Di akhir adegan dia membisikkan kata halus di telingaku:

“Aku cinta Ibu.”

|5|

Sejak saat itu, tidak ada batasan lagi yang terasa dari hubunganku dengan putraku. Berciuman sepulang kerja sudah menjadi rutinitas kami. Bahkan, malam harinya, kami melanjutkan kemesraan di tempat tidur layaknya sepasang kekasih. Ya, kami kekasih, sekalipun tidak ada pengikraran yang resmi. Bahkan, tidak jarang pembantu mendapati kami keluar berdua dari kamar hanya berbalut pakaian dalam. Wajahnya selalu tercengang. Tapi aku tahu dia tidak akan berani komentar macam-macam.

Namun, rasa bersalah ternyata tidak bisa mati begitu saja. Rasa bersalah masih tetap kurasakan menyelinap di bilik-bilik jantungku menunggu waktu yang tepat untuk menikamku. Rasa bersalah itu semakin menjadi-jadi ketika aku tanpa sengaja mendengar gunjingan-gunjingan tentang hubunganku dengan putraku. Gunjingan-gunjingan itu selalu dibumbui kata-kata tidak sedap tentang diriku. Dan cara mereka menatapku seakan-akan menunjuk bahwa aku seorang makhluk hina dan menjijikkan.
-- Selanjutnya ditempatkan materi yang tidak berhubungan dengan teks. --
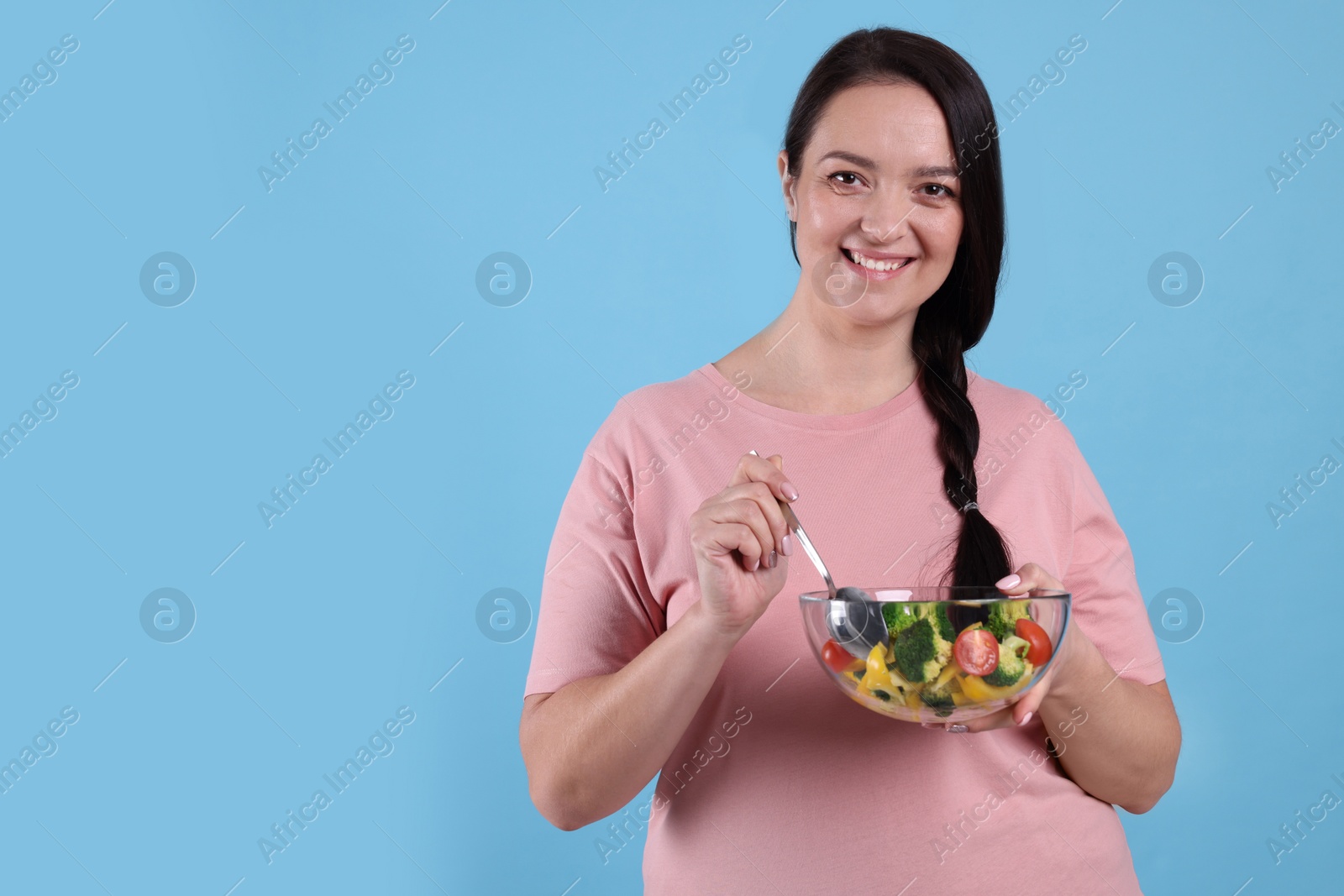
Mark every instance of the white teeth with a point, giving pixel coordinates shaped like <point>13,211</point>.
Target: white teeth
<point>875,265</point>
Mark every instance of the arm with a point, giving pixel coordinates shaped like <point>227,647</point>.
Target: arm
<point>1126,752</point>
<point>591,746</point>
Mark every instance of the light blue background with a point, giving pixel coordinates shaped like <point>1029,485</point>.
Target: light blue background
<point>363,259</point>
Rasa bersalah telah telak menyerang sisi vitalku pagi tadi. Salah seorang rekan kerja yang sempat tergila-gila padaku melayangkan sebuah kalimat yang membuatku harus melempar tamparan ke pipinya.

“Anakkmu gigolo ya?”

Aku bergegas pulang. Aku tidak bisa menahan tatapan-tatapan yang memandangku rendah. Kalimat itu meyakinkan betapa aku telah merusak anakku sendiri. Kubayangkan ketidakwarasan yang mungkin terjadi bila hubungan tidak sehat ini terus berlanjut. Kubayangkan kemungkinan-kemungkinan terburuk yang bisa menimpa putraku di masa depan nanti.
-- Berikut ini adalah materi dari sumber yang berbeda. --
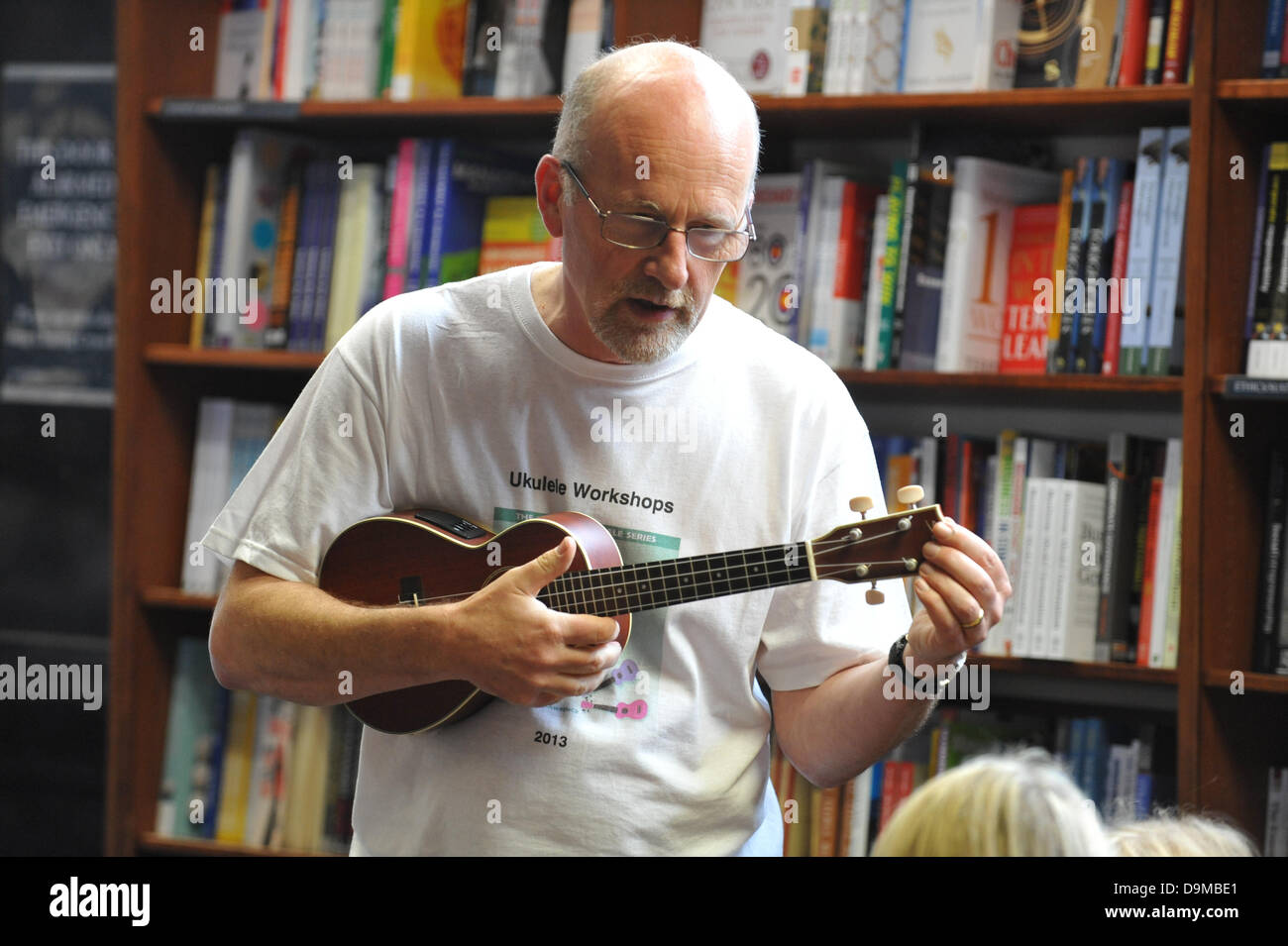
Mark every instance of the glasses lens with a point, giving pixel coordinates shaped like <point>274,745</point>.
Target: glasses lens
<point>717,246</point>
<point>634,232</point>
Mataku mulai sayup. Botol obat tidur yang sudah kosong menggelinding dari tanganku. Dengan sisa-sisa tenaga yang kumiliki, kubaca kembali surat yang telah kutulis sebelumnya.

“Ini semua kesalahanku, bukan putraku. Aku yang menekannya untuk melakukan semua itu. Aku yang memaksanya.”

Perlahan-lahan cahaya mulai redup dari penglihatanku. Kulakukan semua ini demi menyelamatkanmu, Anakku.